Far into the wilds of southwestern New Hampshire, down a back road shadowed by pine trees, is the MacDowell Colony. It is an artists’ residency that is over 100 years old tucked away in the small town of Peterborough. It was founded by composer Edward MacDowell and his wife Marion, a pianist, who bought a farm there in 1896. Edward felt he created his best work in on the farm and when he passed away Marion championed the idea of giving artists a chance to thrive in the same environment he found so inspiring.
The MacDowell Colony invites artists from all disciplines to take part in a residency where they work in a community with their peers. Artistic excellence is the only standard for acceptance and all room, board and tuition is covered.
Entering the grounds of MacDowell feels stepping into a unique microcosm of society. Each resident is given a bike to use to travel around the campus to their studio, residence and the library. There are regular talks and presentations. The food is locally produced, much of it grown on the MacDowell campus. A local sheep herder brings their sheep to graze on the fields of the colony during the day.

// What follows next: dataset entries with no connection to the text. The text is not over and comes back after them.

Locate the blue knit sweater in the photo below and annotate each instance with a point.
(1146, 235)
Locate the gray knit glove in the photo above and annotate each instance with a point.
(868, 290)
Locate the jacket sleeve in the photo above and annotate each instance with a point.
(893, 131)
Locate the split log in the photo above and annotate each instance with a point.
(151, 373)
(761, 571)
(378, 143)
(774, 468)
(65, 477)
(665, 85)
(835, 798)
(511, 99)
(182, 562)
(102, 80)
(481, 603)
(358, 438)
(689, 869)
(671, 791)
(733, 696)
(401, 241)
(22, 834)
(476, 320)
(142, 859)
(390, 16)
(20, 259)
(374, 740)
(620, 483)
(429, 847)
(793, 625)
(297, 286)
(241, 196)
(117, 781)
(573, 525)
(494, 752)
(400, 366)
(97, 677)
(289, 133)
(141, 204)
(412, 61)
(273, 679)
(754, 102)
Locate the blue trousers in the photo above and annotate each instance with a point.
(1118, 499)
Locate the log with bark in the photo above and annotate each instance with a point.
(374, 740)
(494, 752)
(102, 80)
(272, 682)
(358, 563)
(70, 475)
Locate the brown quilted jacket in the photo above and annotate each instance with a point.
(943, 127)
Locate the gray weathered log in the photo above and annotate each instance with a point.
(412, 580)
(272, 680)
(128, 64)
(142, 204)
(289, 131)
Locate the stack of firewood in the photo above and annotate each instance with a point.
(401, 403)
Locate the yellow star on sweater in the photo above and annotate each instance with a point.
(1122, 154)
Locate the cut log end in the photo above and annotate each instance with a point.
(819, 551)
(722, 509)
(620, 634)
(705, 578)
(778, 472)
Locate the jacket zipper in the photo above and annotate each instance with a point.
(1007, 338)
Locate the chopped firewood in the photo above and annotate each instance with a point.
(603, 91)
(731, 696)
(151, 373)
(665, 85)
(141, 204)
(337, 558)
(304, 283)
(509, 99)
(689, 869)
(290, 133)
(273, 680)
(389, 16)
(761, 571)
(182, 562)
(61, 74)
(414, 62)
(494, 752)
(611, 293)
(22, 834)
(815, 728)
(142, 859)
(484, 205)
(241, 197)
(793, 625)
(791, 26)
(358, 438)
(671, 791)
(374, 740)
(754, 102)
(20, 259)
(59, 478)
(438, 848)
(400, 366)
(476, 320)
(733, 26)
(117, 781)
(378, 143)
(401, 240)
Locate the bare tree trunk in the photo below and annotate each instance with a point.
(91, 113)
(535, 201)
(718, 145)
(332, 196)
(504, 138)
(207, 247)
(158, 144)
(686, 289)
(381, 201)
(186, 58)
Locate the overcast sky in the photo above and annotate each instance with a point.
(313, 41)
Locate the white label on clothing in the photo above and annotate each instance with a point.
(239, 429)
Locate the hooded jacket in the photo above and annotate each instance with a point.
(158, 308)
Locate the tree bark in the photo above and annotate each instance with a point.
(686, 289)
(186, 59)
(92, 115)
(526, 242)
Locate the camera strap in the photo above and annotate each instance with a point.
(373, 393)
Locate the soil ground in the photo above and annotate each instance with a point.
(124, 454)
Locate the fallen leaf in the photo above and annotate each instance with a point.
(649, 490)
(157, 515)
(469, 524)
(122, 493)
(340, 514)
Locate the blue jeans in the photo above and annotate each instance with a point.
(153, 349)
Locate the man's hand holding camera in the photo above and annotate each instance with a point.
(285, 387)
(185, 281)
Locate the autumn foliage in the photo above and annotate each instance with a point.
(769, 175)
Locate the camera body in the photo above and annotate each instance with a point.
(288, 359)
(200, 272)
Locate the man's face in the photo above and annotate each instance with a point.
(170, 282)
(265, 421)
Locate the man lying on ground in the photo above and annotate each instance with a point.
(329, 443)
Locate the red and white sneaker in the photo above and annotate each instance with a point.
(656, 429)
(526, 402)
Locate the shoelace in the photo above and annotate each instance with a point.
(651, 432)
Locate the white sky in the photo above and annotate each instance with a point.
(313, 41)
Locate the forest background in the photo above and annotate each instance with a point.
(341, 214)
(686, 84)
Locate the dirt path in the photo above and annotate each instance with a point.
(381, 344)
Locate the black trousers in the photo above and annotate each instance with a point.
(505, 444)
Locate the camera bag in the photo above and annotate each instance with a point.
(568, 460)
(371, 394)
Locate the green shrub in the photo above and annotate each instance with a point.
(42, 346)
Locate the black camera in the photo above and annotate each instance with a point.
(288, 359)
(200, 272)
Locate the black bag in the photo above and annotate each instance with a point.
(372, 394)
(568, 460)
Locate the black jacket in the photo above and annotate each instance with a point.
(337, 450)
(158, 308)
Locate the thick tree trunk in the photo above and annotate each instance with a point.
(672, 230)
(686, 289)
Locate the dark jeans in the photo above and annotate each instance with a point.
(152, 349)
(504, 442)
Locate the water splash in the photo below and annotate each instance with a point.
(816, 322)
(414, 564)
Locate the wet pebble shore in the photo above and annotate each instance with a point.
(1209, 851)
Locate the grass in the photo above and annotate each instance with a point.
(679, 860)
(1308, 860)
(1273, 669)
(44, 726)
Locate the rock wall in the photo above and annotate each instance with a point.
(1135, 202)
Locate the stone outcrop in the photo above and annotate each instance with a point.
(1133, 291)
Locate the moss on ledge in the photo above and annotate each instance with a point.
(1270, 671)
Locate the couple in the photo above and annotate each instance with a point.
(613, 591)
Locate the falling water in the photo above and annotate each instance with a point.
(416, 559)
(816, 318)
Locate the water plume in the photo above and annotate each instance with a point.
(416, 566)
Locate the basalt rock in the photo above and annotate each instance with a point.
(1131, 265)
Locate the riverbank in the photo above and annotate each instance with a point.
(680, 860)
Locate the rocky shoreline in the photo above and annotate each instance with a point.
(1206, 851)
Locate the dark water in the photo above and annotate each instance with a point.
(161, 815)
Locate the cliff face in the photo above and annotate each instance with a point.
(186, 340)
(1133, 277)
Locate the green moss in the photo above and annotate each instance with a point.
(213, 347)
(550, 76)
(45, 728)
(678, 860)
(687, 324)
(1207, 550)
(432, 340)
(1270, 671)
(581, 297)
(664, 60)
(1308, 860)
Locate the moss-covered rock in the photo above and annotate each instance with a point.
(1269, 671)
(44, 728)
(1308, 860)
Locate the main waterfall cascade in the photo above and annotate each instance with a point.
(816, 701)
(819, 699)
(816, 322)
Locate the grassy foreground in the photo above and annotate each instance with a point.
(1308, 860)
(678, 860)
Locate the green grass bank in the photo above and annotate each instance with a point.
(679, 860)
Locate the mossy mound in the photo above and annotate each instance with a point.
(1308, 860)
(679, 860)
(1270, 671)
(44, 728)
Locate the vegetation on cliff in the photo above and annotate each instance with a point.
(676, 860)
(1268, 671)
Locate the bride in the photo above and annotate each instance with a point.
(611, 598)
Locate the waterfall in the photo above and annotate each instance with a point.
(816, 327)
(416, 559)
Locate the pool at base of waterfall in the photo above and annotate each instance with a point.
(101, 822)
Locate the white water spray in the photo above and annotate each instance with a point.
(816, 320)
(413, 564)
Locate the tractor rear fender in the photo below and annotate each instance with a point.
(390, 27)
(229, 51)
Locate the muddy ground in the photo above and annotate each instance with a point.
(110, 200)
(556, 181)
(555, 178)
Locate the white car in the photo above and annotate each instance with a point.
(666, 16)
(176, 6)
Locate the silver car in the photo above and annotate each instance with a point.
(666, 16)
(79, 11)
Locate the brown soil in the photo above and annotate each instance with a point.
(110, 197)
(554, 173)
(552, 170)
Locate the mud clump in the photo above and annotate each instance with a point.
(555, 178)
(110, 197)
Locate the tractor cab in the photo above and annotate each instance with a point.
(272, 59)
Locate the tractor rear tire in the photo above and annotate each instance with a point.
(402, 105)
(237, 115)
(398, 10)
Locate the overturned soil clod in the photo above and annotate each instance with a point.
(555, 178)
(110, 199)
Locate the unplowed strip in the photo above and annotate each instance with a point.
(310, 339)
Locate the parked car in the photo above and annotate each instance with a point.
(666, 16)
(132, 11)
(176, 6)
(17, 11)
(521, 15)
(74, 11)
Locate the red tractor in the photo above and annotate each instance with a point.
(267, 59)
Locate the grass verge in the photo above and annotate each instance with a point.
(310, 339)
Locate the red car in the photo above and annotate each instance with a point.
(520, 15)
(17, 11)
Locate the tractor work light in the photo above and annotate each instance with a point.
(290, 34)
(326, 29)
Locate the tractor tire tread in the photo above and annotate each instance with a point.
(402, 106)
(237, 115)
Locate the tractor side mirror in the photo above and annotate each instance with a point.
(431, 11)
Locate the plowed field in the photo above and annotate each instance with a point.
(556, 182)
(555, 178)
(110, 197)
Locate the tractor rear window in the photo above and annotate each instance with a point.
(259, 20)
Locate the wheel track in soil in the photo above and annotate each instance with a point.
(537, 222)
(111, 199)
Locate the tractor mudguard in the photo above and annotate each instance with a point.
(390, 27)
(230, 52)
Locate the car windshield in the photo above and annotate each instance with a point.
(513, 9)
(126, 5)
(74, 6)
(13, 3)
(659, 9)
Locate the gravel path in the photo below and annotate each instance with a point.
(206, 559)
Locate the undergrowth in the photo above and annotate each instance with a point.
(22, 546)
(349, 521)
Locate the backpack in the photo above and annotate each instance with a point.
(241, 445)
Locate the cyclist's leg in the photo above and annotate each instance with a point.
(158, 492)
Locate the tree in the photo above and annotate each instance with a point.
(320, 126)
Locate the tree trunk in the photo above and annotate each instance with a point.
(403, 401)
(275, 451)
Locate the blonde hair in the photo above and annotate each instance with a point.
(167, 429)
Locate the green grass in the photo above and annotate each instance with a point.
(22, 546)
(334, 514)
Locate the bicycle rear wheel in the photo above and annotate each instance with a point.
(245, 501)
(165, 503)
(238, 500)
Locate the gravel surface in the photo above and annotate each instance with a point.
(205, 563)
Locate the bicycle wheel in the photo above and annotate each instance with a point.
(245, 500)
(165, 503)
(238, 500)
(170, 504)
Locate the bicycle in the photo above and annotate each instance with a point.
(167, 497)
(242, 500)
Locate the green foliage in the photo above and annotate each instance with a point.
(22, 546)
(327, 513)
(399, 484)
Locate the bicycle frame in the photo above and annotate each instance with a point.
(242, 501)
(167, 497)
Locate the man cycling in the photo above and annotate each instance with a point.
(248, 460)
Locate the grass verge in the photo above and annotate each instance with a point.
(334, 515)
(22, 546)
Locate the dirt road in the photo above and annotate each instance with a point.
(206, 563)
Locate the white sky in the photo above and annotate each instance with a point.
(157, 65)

I also admired MacDowell’s openness and interaction with the local community in Peterborough and Southwestern New Hampshire. They regularly host lectures, presentations, screenings, and performances that are open to the public both on the campus and in downtown Peterborough, a super cute New England village if I’ve ever seen one (and I’ve seen a lot!). The Resident Director David Macy is very involved in making Southwestern New Hampshire a culturally vibrant place and is involved in town and regional planning organizations. I think this speaks volumes to the strength and history of the colony and how it is not just an isolated place for artists to perfect their craft, but a dynamic organization that helps serve as a cultural anchor for the region.
I have a secret dream to move back to Maine and start an artists residency and organic restaurant on my parents’ farm. David’s involvement in cultural development in Southwestern New Hampshire helped me see that my vision could also combine my interest in city planning and public policy and that a pastoral artists residency can also be a responsible community member.